Andrew McCabe cites Barr in bid to avoid charges

Source: Politico | September 19, 2019 | Josh Gerstein

Lawyers for the former FBI deputy director are asking whether the Justice Department is using a double standard to pursue him.

Questions are still swirling about whether former FBI Deputy Director Andrew McCabe will be indicted on charges of lying to investigators about events just before the 2016 election. But McCabe’s lawyers and others tracking the issue are zeroing in on whether the Justice Department is employing a double standard to pursue him.
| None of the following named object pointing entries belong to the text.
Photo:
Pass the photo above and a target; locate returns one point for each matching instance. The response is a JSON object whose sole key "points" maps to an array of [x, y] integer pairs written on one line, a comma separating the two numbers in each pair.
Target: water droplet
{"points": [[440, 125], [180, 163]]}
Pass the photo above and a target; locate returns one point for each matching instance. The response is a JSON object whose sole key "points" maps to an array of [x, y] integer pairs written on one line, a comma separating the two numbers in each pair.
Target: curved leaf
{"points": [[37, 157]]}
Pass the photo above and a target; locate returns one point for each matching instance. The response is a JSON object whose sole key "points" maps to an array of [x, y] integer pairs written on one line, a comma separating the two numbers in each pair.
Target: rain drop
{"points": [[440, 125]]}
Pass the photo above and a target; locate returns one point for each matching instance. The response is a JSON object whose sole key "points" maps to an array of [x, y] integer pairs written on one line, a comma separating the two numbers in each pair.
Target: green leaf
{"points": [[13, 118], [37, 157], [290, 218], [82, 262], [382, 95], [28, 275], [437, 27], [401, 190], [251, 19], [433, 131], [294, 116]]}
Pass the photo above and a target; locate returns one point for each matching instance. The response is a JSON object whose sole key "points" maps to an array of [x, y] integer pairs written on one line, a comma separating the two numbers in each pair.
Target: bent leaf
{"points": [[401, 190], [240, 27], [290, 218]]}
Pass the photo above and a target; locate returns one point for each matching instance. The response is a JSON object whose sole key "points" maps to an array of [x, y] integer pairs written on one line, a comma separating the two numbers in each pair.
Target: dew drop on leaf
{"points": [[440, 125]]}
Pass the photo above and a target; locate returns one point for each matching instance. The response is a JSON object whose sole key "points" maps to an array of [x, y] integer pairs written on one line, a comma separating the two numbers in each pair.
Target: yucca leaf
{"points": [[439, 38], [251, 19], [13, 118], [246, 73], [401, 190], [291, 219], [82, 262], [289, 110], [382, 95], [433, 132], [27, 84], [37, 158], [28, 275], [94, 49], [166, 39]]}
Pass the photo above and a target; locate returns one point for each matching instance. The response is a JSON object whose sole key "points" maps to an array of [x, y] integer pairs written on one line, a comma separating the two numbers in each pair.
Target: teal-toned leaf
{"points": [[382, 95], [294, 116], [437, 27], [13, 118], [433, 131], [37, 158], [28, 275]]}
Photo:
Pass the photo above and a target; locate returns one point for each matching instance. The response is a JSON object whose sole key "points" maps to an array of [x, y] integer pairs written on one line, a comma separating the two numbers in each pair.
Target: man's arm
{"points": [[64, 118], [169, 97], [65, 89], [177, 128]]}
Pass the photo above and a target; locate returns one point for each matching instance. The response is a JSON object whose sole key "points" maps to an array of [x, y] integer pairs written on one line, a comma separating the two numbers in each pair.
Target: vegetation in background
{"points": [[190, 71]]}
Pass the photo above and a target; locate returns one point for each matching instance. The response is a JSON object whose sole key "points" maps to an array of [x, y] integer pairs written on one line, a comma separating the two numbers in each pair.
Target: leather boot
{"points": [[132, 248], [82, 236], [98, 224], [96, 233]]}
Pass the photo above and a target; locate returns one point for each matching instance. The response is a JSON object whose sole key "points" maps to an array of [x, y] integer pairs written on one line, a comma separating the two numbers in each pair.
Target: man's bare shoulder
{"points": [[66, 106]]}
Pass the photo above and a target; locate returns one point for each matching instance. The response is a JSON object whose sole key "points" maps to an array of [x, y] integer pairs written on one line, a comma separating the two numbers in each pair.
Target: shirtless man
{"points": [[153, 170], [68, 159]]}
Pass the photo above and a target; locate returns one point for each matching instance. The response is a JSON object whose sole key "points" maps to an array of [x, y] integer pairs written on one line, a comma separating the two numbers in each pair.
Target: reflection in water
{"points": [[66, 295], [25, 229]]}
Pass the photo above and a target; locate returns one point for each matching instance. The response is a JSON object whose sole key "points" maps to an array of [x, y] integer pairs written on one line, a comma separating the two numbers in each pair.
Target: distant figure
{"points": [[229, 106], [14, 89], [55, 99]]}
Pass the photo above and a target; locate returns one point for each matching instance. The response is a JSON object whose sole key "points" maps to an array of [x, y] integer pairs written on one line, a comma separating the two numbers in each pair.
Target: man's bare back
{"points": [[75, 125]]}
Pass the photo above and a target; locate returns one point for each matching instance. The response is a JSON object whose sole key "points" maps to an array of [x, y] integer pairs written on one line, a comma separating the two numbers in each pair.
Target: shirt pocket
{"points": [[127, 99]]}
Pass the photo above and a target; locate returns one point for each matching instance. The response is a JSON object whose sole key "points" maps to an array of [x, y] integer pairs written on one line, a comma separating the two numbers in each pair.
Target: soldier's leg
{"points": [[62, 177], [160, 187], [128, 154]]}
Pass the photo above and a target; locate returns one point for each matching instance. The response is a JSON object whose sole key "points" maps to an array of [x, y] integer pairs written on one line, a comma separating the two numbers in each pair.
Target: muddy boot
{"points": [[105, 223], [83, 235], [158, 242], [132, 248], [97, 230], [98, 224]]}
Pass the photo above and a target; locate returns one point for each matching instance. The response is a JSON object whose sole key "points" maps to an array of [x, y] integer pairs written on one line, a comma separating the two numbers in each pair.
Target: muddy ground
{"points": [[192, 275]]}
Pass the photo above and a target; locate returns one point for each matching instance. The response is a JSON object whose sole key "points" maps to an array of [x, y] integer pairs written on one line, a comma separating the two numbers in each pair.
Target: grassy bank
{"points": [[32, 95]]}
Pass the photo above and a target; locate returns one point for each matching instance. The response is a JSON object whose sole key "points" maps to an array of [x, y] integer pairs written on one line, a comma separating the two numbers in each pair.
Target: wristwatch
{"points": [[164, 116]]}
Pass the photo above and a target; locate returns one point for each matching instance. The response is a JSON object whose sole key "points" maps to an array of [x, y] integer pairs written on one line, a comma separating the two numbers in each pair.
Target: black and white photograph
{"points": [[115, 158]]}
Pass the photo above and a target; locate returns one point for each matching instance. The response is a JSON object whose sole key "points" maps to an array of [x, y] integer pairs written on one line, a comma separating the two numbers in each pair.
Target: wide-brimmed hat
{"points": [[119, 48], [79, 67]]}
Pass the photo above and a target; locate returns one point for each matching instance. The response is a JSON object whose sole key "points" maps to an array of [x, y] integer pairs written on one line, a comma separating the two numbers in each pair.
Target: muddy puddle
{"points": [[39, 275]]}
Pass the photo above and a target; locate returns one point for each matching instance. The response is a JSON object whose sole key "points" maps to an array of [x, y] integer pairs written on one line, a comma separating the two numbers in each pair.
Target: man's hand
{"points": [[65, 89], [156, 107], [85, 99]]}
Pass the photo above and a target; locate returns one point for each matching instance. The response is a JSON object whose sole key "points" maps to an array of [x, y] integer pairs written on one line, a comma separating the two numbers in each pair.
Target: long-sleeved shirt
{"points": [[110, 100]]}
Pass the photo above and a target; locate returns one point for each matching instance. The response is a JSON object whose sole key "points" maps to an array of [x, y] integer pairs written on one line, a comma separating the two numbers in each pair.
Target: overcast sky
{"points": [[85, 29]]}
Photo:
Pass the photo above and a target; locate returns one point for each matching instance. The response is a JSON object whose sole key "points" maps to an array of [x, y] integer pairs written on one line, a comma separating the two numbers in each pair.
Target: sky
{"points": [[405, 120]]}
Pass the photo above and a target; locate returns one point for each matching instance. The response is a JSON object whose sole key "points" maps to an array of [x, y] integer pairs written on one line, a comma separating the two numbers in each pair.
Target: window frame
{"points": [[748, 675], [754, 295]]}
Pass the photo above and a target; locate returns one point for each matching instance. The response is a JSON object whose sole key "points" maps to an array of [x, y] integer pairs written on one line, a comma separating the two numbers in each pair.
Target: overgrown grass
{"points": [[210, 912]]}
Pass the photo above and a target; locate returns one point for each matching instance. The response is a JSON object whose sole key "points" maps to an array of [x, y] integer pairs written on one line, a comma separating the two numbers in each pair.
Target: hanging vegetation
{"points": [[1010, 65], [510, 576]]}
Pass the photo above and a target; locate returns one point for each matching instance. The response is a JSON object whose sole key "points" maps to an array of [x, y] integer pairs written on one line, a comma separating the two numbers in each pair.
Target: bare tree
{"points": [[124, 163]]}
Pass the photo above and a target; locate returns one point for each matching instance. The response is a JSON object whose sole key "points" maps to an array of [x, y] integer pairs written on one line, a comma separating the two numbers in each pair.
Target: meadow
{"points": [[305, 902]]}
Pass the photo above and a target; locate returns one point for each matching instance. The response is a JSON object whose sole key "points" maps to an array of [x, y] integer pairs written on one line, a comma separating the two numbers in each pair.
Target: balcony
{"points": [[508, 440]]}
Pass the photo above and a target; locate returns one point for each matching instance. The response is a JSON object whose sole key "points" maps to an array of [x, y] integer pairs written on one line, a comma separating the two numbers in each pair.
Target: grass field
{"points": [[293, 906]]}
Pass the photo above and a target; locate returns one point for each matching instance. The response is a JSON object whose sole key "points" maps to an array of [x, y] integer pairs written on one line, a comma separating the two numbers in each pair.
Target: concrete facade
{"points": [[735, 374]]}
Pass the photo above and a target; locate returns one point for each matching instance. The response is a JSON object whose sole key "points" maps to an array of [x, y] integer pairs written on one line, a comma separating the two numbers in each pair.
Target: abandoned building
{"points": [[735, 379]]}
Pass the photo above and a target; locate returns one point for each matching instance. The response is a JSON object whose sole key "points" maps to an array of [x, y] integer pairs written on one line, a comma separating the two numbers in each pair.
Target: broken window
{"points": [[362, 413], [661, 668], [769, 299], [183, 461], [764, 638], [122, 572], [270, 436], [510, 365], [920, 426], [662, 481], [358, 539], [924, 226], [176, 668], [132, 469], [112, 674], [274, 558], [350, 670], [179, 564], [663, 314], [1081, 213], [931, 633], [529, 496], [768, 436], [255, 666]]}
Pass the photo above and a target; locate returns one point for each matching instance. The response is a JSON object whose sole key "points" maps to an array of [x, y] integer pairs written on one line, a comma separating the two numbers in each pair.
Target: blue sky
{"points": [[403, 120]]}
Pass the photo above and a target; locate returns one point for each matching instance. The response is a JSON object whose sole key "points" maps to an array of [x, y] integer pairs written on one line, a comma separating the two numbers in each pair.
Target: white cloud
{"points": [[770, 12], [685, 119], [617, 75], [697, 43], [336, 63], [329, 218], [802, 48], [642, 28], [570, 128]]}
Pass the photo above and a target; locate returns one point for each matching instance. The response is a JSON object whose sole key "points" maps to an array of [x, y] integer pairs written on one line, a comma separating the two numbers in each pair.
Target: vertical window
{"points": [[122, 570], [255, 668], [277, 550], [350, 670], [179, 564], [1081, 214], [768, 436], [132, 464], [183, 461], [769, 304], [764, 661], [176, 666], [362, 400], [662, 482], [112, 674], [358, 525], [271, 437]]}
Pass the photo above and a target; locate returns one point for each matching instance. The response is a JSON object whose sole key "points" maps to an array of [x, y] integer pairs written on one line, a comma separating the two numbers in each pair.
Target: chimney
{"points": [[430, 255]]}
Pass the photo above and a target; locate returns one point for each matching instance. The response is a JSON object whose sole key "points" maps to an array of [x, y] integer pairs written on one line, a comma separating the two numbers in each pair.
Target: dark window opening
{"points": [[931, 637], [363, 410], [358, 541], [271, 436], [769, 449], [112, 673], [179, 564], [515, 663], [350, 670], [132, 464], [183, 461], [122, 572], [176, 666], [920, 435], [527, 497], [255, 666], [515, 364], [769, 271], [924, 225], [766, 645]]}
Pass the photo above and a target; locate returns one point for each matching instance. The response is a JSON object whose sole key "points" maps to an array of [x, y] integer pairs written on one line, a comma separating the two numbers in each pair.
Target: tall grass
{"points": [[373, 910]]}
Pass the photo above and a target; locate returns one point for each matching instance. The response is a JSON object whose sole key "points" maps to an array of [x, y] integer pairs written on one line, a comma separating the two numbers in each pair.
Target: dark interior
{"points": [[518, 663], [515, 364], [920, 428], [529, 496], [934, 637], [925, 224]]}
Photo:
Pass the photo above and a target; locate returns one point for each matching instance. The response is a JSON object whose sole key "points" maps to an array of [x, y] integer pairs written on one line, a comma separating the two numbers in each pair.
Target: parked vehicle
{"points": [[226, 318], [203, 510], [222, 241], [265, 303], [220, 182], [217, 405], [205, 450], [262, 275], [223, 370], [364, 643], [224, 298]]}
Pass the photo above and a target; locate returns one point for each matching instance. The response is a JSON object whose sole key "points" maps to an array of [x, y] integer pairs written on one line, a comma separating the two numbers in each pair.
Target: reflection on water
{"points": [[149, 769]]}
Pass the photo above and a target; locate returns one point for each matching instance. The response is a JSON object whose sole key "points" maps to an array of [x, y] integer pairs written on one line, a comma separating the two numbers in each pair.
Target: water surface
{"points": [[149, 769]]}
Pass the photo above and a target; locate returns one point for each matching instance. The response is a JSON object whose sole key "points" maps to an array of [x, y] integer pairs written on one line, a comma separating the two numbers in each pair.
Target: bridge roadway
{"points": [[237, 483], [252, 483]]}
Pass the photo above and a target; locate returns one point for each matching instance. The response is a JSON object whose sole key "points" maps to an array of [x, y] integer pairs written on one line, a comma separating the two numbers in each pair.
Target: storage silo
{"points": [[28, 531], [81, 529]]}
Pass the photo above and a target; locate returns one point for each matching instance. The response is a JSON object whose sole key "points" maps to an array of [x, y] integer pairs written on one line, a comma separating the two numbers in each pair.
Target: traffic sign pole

The doubts stem from Attorney General William Barr’s notable public skepticism about potential obstruction of justice charges against President Donald Trump, especially after special counsel Robert Mueller concluded that there was insufficient evidence to make a case that Trump or anyone on his campaign illegally “conspired or coordinated” with Russia during the 2016 U.S. presidential race.

Barr and other Trump allies repeatedly suggested that the president couldn’t be guilty of obstruction or that such a case would be exceedingly difficult to prove unless there was some underlying crime — like accepting illegal help from the Russians.

Yet federal prosecutors have been pressing forward with a false-statement case against McCabe even without any indication that the matters he is accused of lying about — whether he’d authorized FBI personnel to talk to a Wall Street Journal reporter about an investigation into the Clinton Foundation — involved some illegality.

“DOJ simply does not bring criminal cases in these or similar circumstances,” McCabe’s legal team wrote in a recent memo arguing against his prosecution. “As Attorney General Barr noted in his March 24, 2019 letter analyzing whether the President had obstructed justice, the absence of evidence of an underlying crime is centrally relevant to whether a person had criminal intent.”

“While some of the essential elements of obstruction of justice differ from the essential elements of false statements, the Attorney General’s analysis is equally applicable here: the absence of an underlying crime, or even underlying misconduct, bears directly on whether an individual had the requisite criminal intent to make a false statement, and whether the government will be able to prove that a defendant had such criminal intent,” the memo says.

A source close to McCabe’s legal team told POLITICO that as McCabe’s lawyers tried to head off his prosecution, they raised Barr’s stance with respect to Trump both with the U.S. Attorney’s Office in Washington and with officials from Deputy Attorney General Jeffrey Rosen’s staff. Those officials remained poker-faced in response to the argument, the source said.

“There was no response. No sign of traction of any kind,” the source said.

McCabe’s legal team, headed up by former Justice Department Inspector General Michael Bromwich, did eventually hear back from both the U.S. Attorney’s Office and Rosen’s office that the pleas were unsuccessful and that plans to charge McCabe were going forward.

Where those plans stand at the moment remains a bit murky after signs that the case was set to be presented to a grand jury for indictment last week. Officials won’t comment on the status of the case. McCabe’s attorneys say they’ve inquired but gotten no updates.

Nevertheless, some legal experts say McCabe’s lawyers’ argument about Barr’s earlier stance in the Trump-Russia probe has merit and deserves serious consideration by the Justice Department.